332.9
Reflections on the New Patterns of Exclusion within the Working Class: Exclusion As “Omission” and the Struggle of Homebased Workers Union in Turkey

Wednesday, July 16, 2014: 4:45 PM
Room: F204
Distributed Paper
Dilek HATTATOGLU , Sociology, Mugla Sitki Kocman University, Mugla, Turkey
Homebased work, one of the most expanding work forms in the context of globalisation, has been one of the most invisible forms of work in the world including Turkey. This invisibility can be related to its women concentration in the male dominant world of existing organisations and systematic negligence of the second. This is why homebased workers, like other informal workers, have found ways of organising themselves. So, these new agents with different aims and scope, and consequently organising strategies, have entered to the fields of social movements and formal social policy. 
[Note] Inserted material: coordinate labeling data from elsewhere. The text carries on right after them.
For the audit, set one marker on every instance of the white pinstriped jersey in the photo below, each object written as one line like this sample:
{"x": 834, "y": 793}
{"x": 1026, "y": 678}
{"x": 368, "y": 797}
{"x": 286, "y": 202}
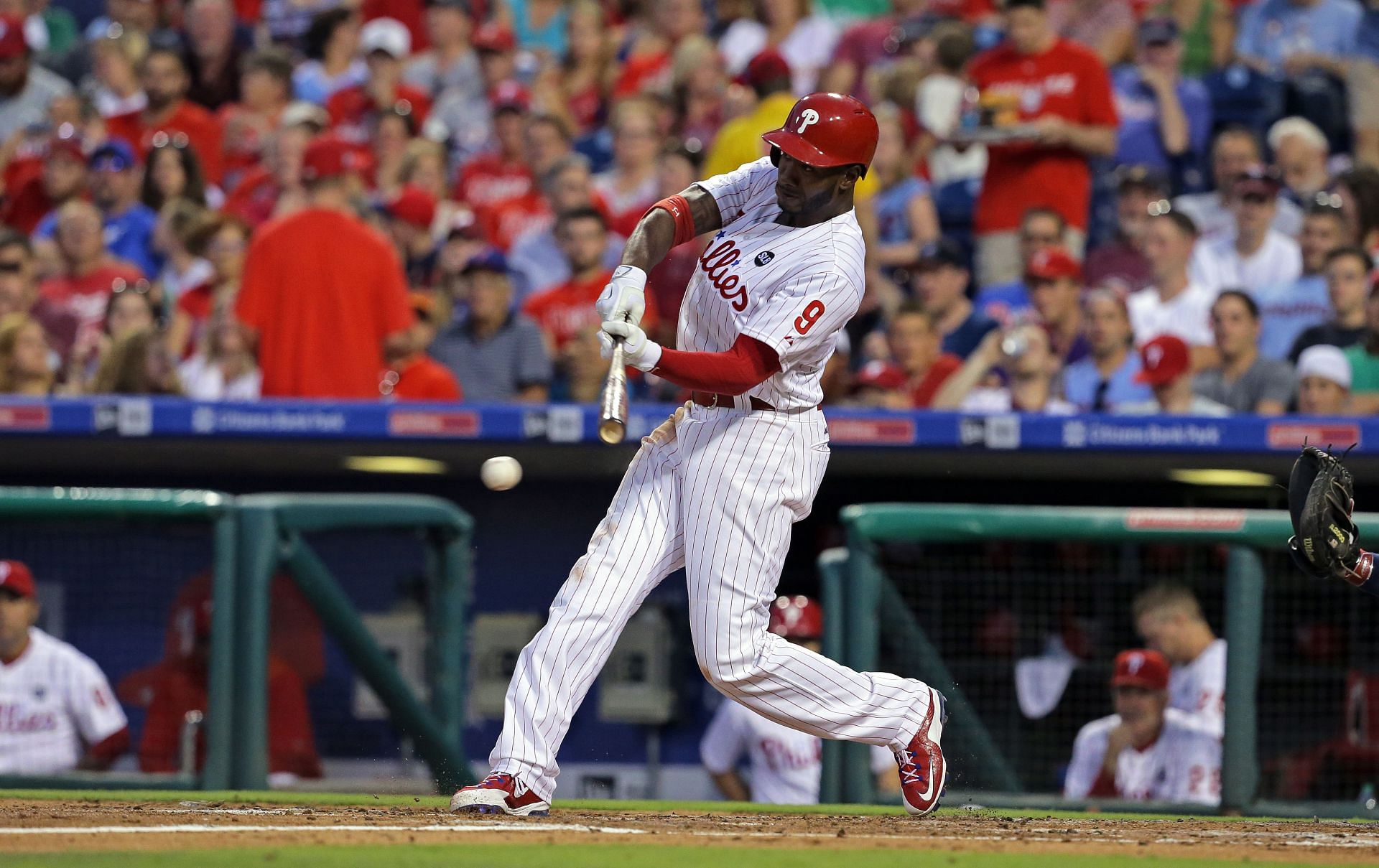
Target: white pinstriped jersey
{"x": 54, "y": 700}
{"x": 1182, "y": 765}
{"x": 792, "y": 289}
{"x": 1199, "y": 688}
This development has not only an important effect on the field of social movements and public social policy, also marks a significant transformation in the patterns of exclusion: a shift from mere exclusion to an ‘inclusive’ one, at least in Turkey. In the past, exclusion was mainly in the form of almost complete denial of the existence of homebased work and these workers, now their acceptance as  full workers does not make a sense in the decision making processes of social policy or in the context of social movements. Almost every concrete instances, they are forgotten to be invited to involve in.  This negligence can also have several forms: to forget they are workers,  union is not a charity association, they are not experts working for it... In some instances, when they make corrections,  they are oftenly treated as ‘hysterical’ , over-emotional women expressing anger improperly.

This paper describes these new patterns and takes the “omission”, as the most common form of exclusion  in the case of homebased workers’ organising in Turkey. By exploring the perspective of the representatives of social movements/organisations who omit systematically, and then, by discussion of these data  with union members, aims to contribute the exploration of grounds of solidarity and action.